De techniek mag dan nog zijn beperkingen hebben zoals je kunt zien aan de objecten die het apparaat produceert, het simpele feit dat een tastbaar driedimensionaal ding uit een printer rolt die eerder enkel tekst en beelden op papier kon zetten is zo bijzonder dat de meeste mensen ervan onder de indruk zijn, zegt Boomstra. 'Vergelijk het met een digitale foto van vijftien jaar geleden. Die vonden we toen ook spectaculair, terwijl er eigenlijk alleen maar gekleurde vierkantjes op papier stonden.'
Poeder of sliertjes
Grofweg zijn er twee soorten technieken voor 3D-printen, ieder met talloze variaties. De eerste is gebaseerd op het aan elkaar plakken van materiaal uit een groot reservoir. Bijvoorbeeld een bak met poeder waarop een printerkop een bindmiddel spuit. Het poeder verhardt op de gewenste plaatsen. Vervolgens wordt een nieuwe laag poeder aangebracht en de printerkop spuit een nieuwe laag. In plaats van poeder kun je ook een vloeibaar polymeer gebruiken dat met (UV-)licht laag voor laag wordt uitgehard. Of een metaalpoeder dat met een laser wordt gesinterd. De resolutie van deze printers ligt zo rond de 50 micrometer (een twintigste van een millimeter).

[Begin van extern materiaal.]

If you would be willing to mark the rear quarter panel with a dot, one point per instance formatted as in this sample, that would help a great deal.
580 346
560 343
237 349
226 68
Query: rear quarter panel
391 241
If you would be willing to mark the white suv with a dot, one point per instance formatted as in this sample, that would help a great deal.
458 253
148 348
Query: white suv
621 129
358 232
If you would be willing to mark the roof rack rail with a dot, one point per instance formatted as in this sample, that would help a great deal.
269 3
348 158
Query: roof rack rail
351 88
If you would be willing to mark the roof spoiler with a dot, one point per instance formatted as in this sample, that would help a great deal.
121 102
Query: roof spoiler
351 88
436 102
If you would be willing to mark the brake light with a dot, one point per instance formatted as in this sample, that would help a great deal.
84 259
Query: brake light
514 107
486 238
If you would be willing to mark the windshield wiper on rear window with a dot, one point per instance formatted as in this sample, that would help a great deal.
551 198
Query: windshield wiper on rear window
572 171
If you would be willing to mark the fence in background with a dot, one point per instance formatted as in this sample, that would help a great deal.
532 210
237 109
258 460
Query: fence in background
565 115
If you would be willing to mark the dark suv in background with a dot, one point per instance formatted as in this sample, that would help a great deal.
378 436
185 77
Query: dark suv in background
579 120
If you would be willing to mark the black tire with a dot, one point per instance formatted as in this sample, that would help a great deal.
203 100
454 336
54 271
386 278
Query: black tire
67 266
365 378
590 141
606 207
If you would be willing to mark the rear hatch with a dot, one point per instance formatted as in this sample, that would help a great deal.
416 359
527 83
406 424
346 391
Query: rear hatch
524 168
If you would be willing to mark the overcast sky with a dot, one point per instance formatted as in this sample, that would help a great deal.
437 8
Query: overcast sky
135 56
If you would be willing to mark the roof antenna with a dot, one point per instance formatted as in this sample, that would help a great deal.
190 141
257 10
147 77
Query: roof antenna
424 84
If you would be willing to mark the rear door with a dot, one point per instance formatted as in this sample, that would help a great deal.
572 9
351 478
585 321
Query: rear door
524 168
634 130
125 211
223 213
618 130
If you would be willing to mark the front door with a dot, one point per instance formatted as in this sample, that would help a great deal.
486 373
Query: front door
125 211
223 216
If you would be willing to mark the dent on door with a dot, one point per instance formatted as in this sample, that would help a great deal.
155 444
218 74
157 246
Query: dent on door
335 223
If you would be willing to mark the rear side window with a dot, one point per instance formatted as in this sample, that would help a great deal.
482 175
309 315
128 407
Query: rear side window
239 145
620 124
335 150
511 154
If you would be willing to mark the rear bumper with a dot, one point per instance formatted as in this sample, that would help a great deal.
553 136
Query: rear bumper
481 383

De tweede soort printer is gebaseerd op het laag voor laag spuiten van materiaal, meestal gesmolten polymeer. Bijna alle zelfbouwmachines werken volgens dit principe. Nadeel is dat je materiaal een drager nodig heeft en je dus geen overhangende delen of losse schakels van een ketting kunt printer hiermee. Je kunt fijne details printen maar de laagdikte is afhankelijk van de opening van de spuitmond voor het polymeer, typisch zo'n halve millimeter doorsnee tot kleiner dan een tiende millimeter.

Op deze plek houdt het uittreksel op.